Monday, January 14, 2008

FAQs II

warning: this blog contains horrible grammar. I tried to write it up pretty and correctly without the use of multiple commas and italics, but it wasn't working. In addition-I don't remember any rules of grammar, so there.

Where the heck have you been?
In the depths of despair, I guess. Not all the time, but often. This post is going to be a bit boring/informative/depressing and your welcome to kindly skip it. I even hesitate writing about it, except I told myself I cant blog about anything fun (like my last minute birthday trip to Chicago) till I fill you in on whats been making my life a little miserable.

Whats making you miserable, the shots? Its not the shots. They are sooo much better than my daily infusions. I will say I feel sicker more often than I used to, but maybe its just cause Im awake so I notice it. Some nights after the shots I'm up with the chills feeling very awful, but I only take them three times a week, and it certainly doesn't happen every time.

Are you still tired? I feel much less tired. If I sleep in I don't need a nap. Its just not that bad.

So your good, right? I feel like if I wasn't dealing lymphedema my life would be pretty perfect. Thats how I always am with trials though. I always think, 'anything but this. I could handle anything, but not this.' I guess Ive made it through all those times. And I suppose this will pass too.

Lymphe-what? They have a word in cancer lingo called 'aftereffects.' Basically when your treatments are over its the issues that the surgeries or chemo have left you with. I was sure I wasn't going to have any. Last month though, my leg started swelling. I was a little freaked out, but got an appointment with the occupational therapist. But she told me I had lympedema and that I always would.

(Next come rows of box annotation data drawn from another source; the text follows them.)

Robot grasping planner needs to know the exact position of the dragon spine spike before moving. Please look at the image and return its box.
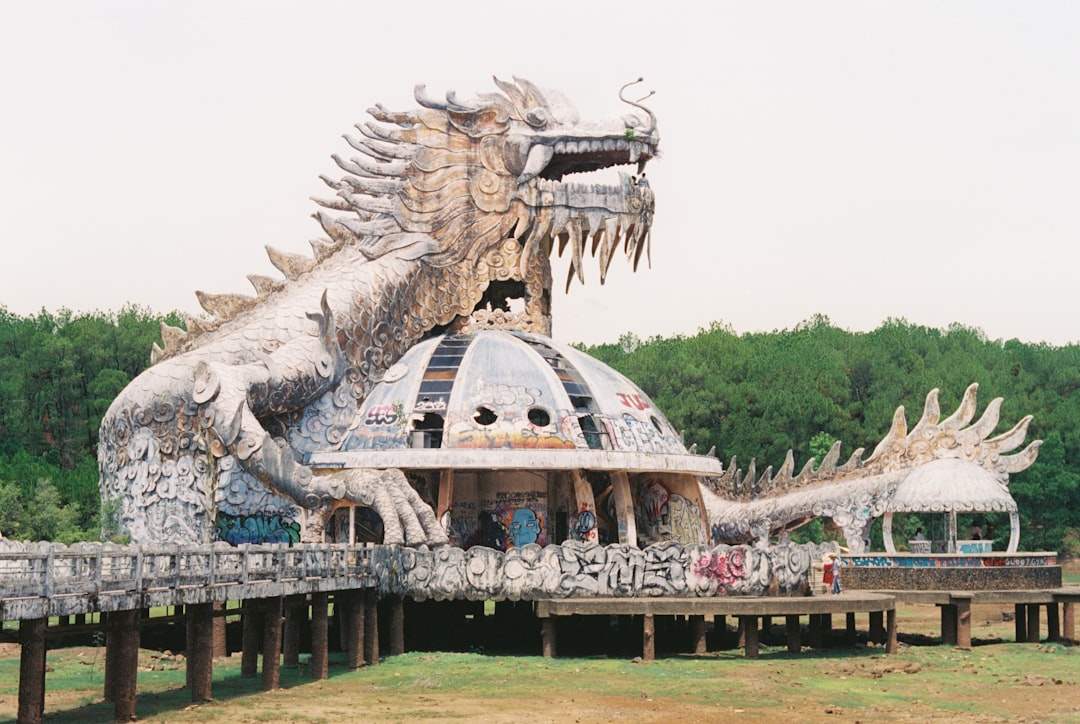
[836,447,863,472]
[983,415,1041,453]
[266,246,315,281]
[968,398,1004,440]
[161,322,188,351]
[941,383,978,430]
[818,440,840,477]
[308,239,341,264]
[195,292,258,320]
[247,274,282,299]
[774,450,795,485]
[866,405,907,462]
[998,440,1042,473]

What is lymphedema? So you have vessels and nodes thats part of the circulatory system called the lymphatic system. It collects and filters fluids throughout your body. It also helps in the immune response. If the system doesn't work properly the fluid cant make it back to the heart and it stays in the effected limb.

Why did this happen to you? I was only suppose to have a 10% chance of this happening after my second surgery. Breast cancer patients who have their lymph nodes removed have a 20-30% chance of getting it in their arms. The dr.s thought it would not happen to me because I'm young.

Heres what I think: It was that nasty infection I got post op. I'm going to have someone (I don't know who, Ive got to get some Dr. friends) do a study on it, but I think they should give you low dose antibiotics post op to someone like me who has had a) the nodes out, b) has a drain in their leg for a month just begging for an infection to climb up the leg, and c) has no way of fighting it off cause the lymph nodes are no longer there.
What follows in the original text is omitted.